En avril 2023, la Russie, l'Inde et l'Égypte ont été supprimées de la liste d'exemptions de visas saisonniers par l'Albanie. En mai 2024, l'Albanie a aussi partiellement suspendu son exemption de visa avec la Biélorussie pour les détenteurs de passeports diplomatiques et de service.
Ce régime d'exemption de visa est toutefois maintenu pour tous les Biélorusses détenteurs d'un passeport ordinaire.
« L'absence d'alignement de la politique albanaise en matière de visas sur celle de l'UE contribue à accroître le risque de migration irrégulière vers l'UE via la route des Balkans occidentaux », indique la Commission, qui attend encore des progrès.

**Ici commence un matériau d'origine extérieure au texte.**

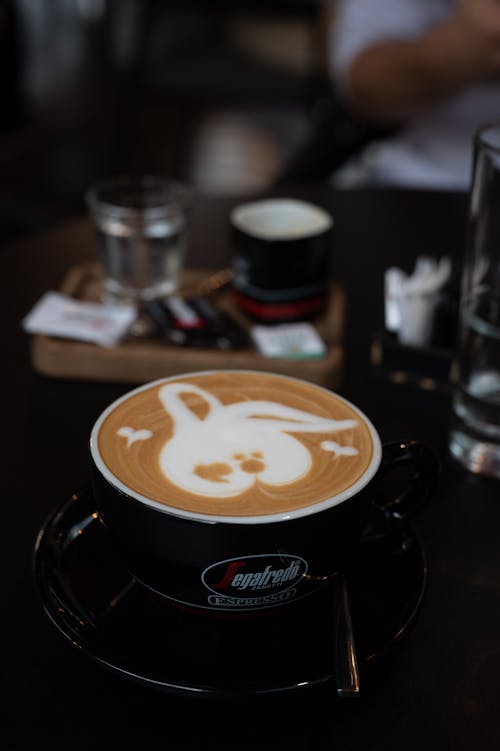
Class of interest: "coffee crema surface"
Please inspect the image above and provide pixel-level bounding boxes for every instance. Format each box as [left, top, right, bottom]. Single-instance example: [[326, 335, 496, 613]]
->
[[97, 371, 374, 517]]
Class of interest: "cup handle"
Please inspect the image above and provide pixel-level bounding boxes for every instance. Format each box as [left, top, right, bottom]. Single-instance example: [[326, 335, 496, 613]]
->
[[363, 440, 441, 539]]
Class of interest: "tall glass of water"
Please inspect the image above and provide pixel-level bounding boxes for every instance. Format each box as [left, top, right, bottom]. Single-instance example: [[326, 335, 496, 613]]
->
[[86, 175, 192, 328], [449, 123, 500, 477]]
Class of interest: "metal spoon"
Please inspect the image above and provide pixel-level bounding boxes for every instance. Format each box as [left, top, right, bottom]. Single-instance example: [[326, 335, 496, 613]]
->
[[335, 574, 360, 698]]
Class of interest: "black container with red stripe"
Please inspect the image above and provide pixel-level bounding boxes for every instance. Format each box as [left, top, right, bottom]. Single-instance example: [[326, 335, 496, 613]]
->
[[230, 198, 333, 324]]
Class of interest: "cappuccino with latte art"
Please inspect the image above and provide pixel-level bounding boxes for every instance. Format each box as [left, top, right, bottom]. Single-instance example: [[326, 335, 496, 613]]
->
[[90, 370, 435, 615], [96, 371, 377, 518]]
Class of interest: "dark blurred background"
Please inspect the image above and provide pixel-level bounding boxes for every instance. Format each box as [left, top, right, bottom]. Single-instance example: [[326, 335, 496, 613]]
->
[[0, 0, 340, 242]]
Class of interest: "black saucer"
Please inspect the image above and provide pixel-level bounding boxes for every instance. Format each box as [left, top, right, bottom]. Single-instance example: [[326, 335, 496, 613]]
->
[[34, 491, 427, 700]]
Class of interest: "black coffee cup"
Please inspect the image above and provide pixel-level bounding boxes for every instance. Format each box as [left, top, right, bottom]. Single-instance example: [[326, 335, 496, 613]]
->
[[229, 198, 333, 324], [90, 373, 439, 614]]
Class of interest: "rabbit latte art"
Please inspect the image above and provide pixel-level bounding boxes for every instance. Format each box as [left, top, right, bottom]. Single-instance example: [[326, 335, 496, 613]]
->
[[98, 371, 373, 516]]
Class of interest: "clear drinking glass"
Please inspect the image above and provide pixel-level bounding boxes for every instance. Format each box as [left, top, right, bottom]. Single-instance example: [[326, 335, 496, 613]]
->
[[449, 123, 500, 477], [86, 175, 191, 311]]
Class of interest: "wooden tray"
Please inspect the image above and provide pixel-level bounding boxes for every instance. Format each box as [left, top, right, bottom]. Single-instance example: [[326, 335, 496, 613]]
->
[[31, 263, 344, 388]]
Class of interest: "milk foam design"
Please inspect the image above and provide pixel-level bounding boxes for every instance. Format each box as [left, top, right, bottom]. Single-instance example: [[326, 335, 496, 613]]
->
[[118, 425, 153, 447], [146, 383, 357, 498]]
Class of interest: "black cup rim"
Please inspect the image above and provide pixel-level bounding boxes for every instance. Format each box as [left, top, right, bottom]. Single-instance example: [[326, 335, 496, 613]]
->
[[229, 198, 334, 243]]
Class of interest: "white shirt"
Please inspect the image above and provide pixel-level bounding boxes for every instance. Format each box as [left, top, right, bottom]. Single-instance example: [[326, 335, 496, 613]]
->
[[330, 0, 500, 190]]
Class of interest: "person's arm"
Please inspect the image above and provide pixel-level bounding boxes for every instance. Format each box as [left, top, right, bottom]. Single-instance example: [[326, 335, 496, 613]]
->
[[348, 0, 500, 122]]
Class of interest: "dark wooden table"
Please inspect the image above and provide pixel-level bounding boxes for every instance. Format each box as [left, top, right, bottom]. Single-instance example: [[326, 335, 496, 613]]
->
[[0, 187, 500, 751]]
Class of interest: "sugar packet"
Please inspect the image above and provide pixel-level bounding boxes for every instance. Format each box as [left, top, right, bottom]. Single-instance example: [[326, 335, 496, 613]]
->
[[22, 292, 136, 347], [250, 322, 326, 360]]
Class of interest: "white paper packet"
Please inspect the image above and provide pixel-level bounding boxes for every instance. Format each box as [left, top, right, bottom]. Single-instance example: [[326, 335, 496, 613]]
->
[[22, 292, 136, 347]]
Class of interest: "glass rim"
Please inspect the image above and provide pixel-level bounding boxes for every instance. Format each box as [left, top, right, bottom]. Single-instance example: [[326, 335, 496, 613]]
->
[[85, 174, 193, 219]]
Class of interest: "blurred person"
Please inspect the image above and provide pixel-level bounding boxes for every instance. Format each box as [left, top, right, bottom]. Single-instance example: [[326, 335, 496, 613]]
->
[[329, 0, 500, 191]]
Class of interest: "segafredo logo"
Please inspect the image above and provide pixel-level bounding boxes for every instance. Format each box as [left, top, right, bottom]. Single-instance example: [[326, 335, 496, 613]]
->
[[201, 554, 307, 606]]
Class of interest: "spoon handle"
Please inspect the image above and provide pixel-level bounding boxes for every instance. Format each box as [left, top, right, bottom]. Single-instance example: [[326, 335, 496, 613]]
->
[[335, 574, 360, 698]]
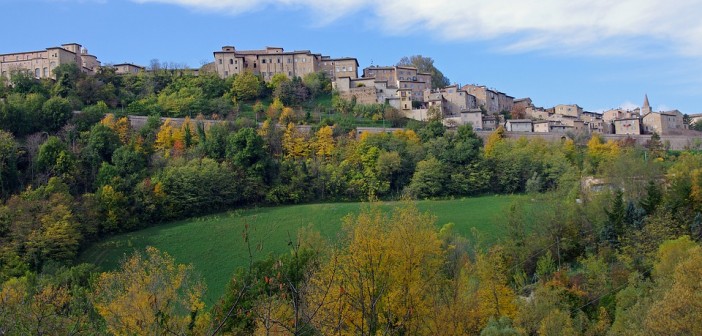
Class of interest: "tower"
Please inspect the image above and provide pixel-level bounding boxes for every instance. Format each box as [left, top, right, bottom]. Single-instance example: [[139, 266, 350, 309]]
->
[[641, 94, 653, 116]]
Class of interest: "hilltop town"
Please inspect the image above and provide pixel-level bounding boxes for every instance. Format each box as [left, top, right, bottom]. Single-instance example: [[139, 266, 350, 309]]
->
[[0, 43, 702, 135]]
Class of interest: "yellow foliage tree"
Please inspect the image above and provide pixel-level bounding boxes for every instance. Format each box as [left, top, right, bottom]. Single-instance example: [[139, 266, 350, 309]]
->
[[266, 98, 285, 120], [100, 113, 116, 129], [114, 117, 132, 144], [154, 118, 173, 151], [91, 247, 209, 335], [279, 107, 296, 125], [476, 247, 517, 328], [587, 133, 621, 173], [485, 125, 505, 157], [307, 206, 443, 335], [283, 123, 310, 159], [0, 278, 96, 335]]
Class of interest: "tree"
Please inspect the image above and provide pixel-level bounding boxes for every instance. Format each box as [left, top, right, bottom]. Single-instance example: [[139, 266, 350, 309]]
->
[[0, 131, 19, 199], [266, 72, 290, 91], [407, 156, 447, 198], [397, 55, 451, 89], [231, 71, 261, 101], [282, 123, 310, 159], [41, 97, 73, 132], [645, 236, 702, 335], [37, 136, 74, 176], [313, 126, 336, 159], [485, 125, 505, 157], [302, 71, 332, 97], [306, 205, 443, 335], [91, 247, 209, 335]]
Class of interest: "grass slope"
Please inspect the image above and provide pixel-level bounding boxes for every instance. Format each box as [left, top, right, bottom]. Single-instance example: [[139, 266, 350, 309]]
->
[[81, 196, 524, 307]]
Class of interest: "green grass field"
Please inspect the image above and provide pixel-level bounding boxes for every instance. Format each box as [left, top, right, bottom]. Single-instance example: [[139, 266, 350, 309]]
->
[[80, 196, 526, 307]]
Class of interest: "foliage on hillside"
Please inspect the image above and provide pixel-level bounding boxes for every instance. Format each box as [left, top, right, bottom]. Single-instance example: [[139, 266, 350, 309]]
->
[[0, 67, 702, 335]]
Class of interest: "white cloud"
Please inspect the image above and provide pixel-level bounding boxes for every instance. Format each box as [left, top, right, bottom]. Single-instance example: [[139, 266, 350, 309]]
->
[[132, 0, 702, 56], [619, 100, 639, 111]]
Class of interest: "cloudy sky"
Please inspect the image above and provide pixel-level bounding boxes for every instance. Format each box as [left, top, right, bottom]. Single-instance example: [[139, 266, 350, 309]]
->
[[5, 0, 702, 114]]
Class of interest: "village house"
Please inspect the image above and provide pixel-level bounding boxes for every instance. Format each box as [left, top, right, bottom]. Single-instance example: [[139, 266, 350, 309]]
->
[[363, 66, 431, 102], [505, 119, 534, 132], [112, 63, 146, 75], [479, 115, 501, 131], [461, 84, 514, 114], [0, 43, 100, 79], [214, 46, 358, 81]]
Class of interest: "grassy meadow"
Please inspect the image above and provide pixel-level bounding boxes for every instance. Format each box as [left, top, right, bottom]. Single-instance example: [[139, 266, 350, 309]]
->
[[80, 196, 528, 307]]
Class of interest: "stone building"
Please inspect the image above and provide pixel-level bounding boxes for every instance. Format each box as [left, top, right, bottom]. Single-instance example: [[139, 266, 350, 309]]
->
[[214, 46, 358, 81], [363, 66, 431, 102], [641, 95, 685, 135], [553, 104, 583, 118], [612, 116, 641, 134], [0, 43, 100, 79], [482, 115, 500, 131], [423, 85, 480, 117], [112, 63, 146, 75], [320, 56, 358, 82], [462, 84, 514, 114], [505, 119, 534, 132]]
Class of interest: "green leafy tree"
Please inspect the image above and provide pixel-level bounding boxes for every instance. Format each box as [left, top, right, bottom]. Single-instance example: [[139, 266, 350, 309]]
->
[[407, 156, 447, 198], [302, 71, 332, 97], [231, 71, 261, 101], [41, 97, 73, 132], [397, 55, 451, 89], [0, 131, 19, 199]]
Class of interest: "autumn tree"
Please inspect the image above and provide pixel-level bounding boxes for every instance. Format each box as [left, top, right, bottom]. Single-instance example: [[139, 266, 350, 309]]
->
[[282, 123, 310, 159], [91, 247, 209, 335], [485, 125, 505, 156], [307, 205, 443, 335], [0, 131, 19, 198], [397, 55, 451, 89], [314, 126, 335, 158]]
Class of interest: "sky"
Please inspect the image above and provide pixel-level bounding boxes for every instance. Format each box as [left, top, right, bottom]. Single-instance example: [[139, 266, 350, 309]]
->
[[0, 0, 702, 114]]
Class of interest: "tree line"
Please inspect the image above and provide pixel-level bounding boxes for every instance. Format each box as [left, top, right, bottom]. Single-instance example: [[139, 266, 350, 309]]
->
[[0, 59, 702, 335]]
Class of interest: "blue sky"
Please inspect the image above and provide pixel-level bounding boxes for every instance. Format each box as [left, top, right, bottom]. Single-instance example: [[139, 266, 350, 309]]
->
[[0, 0, 702, 114]]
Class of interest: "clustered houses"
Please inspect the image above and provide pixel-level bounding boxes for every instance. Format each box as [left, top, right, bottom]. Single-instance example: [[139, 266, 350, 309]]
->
[[602, 96, 686, 135], [0, 43, 702, 135], [214, 46, 358, 81], [0, 43, 100, 79], [506, 96, 685, 135]]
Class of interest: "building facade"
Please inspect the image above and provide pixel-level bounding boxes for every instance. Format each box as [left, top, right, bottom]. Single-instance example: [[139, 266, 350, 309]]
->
[[363, 66, 431, 102], [462, 84, 514, 114], [0, 43, 100, 79], [112, 63, 146, 75], [214, 46, 358, 81]]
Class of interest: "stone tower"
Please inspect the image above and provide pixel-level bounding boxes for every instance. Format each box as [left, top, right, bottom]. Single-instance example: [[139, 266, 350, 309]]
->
[[641, 94, 653, 117]]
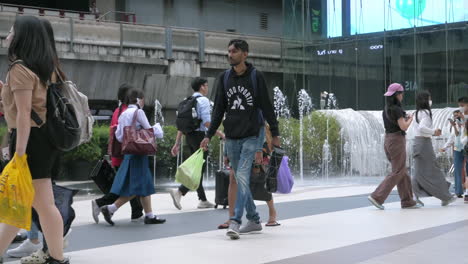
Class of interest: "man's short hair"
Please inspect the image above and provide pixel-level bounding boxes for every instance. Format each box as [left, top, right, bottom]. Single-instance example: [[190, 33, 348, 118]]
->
[[228, 39, 249, 52], [192, 77, 208, 92], [458, 96, 468, 104]]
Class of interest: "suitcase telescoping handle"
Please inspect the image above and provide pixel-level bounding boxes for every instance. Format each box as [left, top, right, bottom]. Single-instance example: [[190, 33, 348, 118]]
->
[[219, 140, 224, 170]]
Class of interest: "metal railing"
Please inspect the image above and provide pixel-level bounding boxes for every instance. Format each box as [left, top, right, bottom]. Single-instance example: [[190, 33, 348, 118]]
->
[[97, 11, 136, 24], [0, 3, 136, 24]]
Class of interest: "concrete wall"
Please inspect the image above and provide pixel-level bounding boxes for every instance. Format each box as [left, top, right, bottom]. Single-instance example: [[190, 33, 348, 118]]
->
[[0, 9, 282, 109], [126, 0, 282, 37]]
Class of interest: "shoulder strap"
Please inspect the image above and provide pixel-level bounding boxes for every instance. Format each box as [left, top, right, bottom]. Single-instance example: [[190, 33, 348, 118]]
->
[[250, 68, 258, 97], [223, 69, 231, 91], [250, 68, 265, 125], [8, 60, 44, 126], [8, 60, 27, 71], [132, 108, 141, 129]]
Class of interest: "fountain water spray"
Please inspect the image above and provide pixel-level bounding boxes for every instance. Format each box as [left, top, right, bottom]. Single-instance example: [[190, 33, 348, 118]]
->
[[297, 89, 312, 180]]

Alors que l’Albanie a souvent été pointée du doigt à ce sujet, le nombre de demandes de protection internationale déposées dans les États membres par des ressortissants albanais a en revanche diminué de 30% entre 2022 et 2023, avec 9 100 demandes déposées en 2023 contre 13 020 en 2022.
La Serbie, de son côté, bénéficie d'un régime d'exemption de visa avec 16 pays qui figurent sur la liste de l'UE des pays soumis à visa : l'Arménie, l'Azerbaïdjan, le Bahreïn, la Biélorussie, la Chine, l'Indonésie, la Jamaïque, le Kirghizistan, le Koweït, le Kazakhstan, la Mongolie, Oman, le Qatar, la Russie, le Suriname et la Turquie.
En novembre 2023, la Serbie a adopté un « plan d'harmonisation du régime des visas avec la politique de l'UE en matière de visas » précisant que l'alignement concernant les pays soumis à l'obligation de visa dans l'UE aura lieu un an ou six mois avant l'adhésion de la Serbie à l'UE.
« Néanmoins, comme l'absence d'alignement de la politique des visas contribue à accroître le risque de migration irrégulière vers l'UE par la route des Balkans occidentaux, la Commission attend de la Serbie qu'elle progresse plus rapidement dans l'alignement de la politique des visas ».
En ce qui concerne la Géorgie, compte tenu de l'évolution récente de la situation dans le pays, des réflexions sont en cours sur l'activation éventuelle du mécanisme de suspension de l'obligation de visa à l'égard de certaines catégories de personnes, écrit la Commission.
Pour éviter une telle activation, le pays doit prendre d'urgence de nouvelles mesures pour donner suite aux recommandations de la Commission, en particulier dans le domaine de la protection des droits fondamentaux.
La Géorgie bénéficie actuellement d'un régime d'exemption de visa avec 25 pays figurant sur la liste de l'UE des pays soumis à visa. « La Géorgie n'a pas progressé dans l'alignement de sa politique des visas ; au contraire, avec la signature de l'accord d'exemption de visa avec la Chine en avril 2024, les divergences avec la politique des visas de l'UE se sont accrues ».
La Géorgie affirme que, puisqu'elle n'a pas de frontière terrestre directe avec l'UE, l'absence d'alignement de sa politique en matière de visas ne constitue pas un risque pour l'UE en termes de migration irrégulière ou de sécurité. « Toutefois, la Commission rappelle que l'alignement de la politique des visas est un objectif clé pour tous les pays voisins de l'UE et ayant des objectifs d'adhésion à l'UE. Elle attend donc de la Géorgie qu'elle progresse dans ce domaine ».